The accompanying shiur is available on the Orthodox Union's parsha learning app: All Parsha.
Some jokes become so common and cliché that they serve more as social commentary than a recipe for laughter.
And particularly with Jewish jokes—especially the ones you’ve heard before—it’s less about the laughter the joke provokes (not much) and more about what the joke says about those who tell it and understand it.
So, with that unfunny introduction, here is a not-so-funny joke you’ve most likely heard before:
A Jewish man has been stranded on a island alone for 20 years. Finally, he is rescued.
The Jewish man insists on showing his rescuers the life that he has built for himself on the island.
They come across a small clearing with a bunch of makeshift buildings.
He points to the closest one, “That’s my home.” He continues to point to the other buildings as they walk by.
“There’s the supermarket. And the bank. And the saloon. Over there is my synagogue, where I went to pray that someone would come rescue me.”
A rescuer pointed to a lone building away from the rest. “And what’s that?” The Jewish man disdainfully says “Oh, that. That’s the other shul. We don’t go there.”
As I said, you probably heard it before.
But it is interesting that Jews are so known for break-off shuls and side minyanim, considering there seems to be an explicit prohibition exactly for that type of behavior.
In our parsha, we find the following:
בָּנִים אַתֶּם לַה’ אֱלֹהֵיכֶם לֹא תִתְגֹּדְדוּ וְלֹא־תָשִׂימוּ קׇרְחָה בֵּין עֵינֵיכֶם לָמֵת׃
You are children of your God. You shall not gash yourselves or shave the front of your heads because of the dead.

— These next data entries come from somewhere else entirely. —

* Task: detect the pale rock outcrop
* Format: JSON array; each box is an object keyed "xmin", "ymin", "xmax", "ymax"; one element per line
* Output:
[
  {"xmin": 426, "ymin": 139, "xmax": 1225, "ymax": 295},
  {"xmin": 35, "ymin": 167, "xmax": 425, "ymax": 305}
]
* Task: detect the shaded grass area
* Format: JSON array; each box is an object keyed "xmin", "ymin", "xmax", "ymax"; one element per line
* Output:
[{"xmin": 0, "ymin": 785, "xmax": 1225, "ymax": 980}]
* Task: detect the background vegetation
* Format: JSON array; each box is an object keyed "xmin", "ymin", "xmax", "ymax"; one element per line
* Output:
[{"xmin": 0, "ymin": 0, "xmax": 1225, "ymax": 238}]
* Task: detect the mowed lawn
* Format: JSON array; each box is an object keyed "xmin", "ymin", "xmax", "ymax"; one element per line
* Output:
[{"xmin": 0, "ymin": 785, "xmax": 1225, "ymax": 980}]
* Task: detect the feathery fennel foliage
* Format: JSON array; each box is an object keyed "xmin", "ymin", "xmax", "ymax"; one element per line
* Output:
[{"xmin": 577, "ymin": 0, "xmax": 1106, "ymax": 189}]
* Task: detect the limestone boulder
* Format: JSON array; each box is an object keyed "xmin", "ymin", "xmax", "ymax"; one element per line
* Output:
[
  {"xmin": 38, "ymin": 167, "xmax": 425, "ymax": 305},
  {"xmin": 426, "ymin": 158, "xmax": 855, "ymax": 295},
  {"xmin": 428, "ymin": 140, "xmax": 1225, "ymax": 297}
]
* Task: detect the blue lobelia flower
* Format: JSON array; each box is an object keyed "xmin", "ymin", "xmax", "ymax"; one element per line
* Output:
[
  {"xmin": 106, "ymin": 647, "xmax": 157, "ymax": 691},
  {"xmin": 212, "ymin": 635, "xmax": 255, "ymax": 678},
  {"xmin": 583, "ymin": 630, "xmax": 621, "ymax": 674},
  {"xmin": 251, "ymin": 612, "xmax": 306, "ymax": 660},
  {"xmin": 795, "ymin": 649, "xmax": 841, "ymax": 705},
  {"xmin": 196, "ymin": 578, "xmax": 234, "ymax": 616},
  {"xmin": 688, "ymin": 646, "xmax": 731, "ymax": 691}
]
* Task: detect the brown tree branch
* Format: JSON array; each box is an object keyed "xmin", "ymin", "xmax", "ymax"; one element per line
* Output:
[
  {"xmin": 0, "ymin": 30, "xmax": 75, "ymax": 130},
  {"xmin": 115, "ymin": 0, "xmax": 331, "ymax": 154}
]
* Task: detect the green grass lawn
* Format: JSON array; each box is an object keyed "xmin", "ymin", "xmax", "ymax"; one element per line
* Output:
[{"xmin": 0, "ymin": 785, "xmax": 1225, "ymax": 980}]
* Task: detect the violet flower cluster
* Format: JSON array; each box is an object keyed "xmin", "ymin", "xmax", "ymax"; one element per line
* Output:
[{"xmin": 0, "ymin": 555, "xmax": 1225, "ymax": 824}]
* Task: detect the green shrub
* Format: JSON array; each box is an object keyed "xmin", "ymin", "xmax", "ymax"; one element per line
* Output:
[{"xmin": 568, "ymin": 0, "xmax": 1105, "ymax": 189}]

The Talmud interprets לא תתגדדו, which in plain translation means not to make a gash during a time of mourning, as also including a prohibition against breaking off from the central community.
(As an aside, I never understood the practice of cutting oneself while in mourning until I watched Kevin Costner in the titular role in Robin Hood Prince of Thieves cut his hand after the murder of his father)
Why does the Talmud find an allusion to not separating from the mainstream community from a verse that seems to be about not cutting oneself while in mourning?! These two actions seemingly have nothing to do with each other.
To understand this, let’s explore the history of the schism of Hungarian Jewry and the emergence of the Orthodox community.
The Hungarian Jewish community in the mid-nineteenth century did not take to reforms in Jewish life kindly. The legacy of the Rav Moshe Sofer, known as the Chassam Sofer, still hovered in the collective memory of communal leaders well beyond his passing in 1839.
His classic pun, “chadash assur min HaTorah” — a principle about eating grains from the new harvest (known as chadash) was applied instead to oppose all innovations in Jewish life and practice. During his lifetime, the Chassam Sofer battled against figures like Rabbi Aaron Chorin, whose ritual innovations were seen by the Chassam Sofer and his students as uprooting traditional Jewish life and practice. Of course, the Chassam Sofer himself was extraordinarily creative and innovative in his approach to Torah, but he still took a firmly conservative approach to those whose innovations were seen as threatening to the very foundation of traditional Jewish life.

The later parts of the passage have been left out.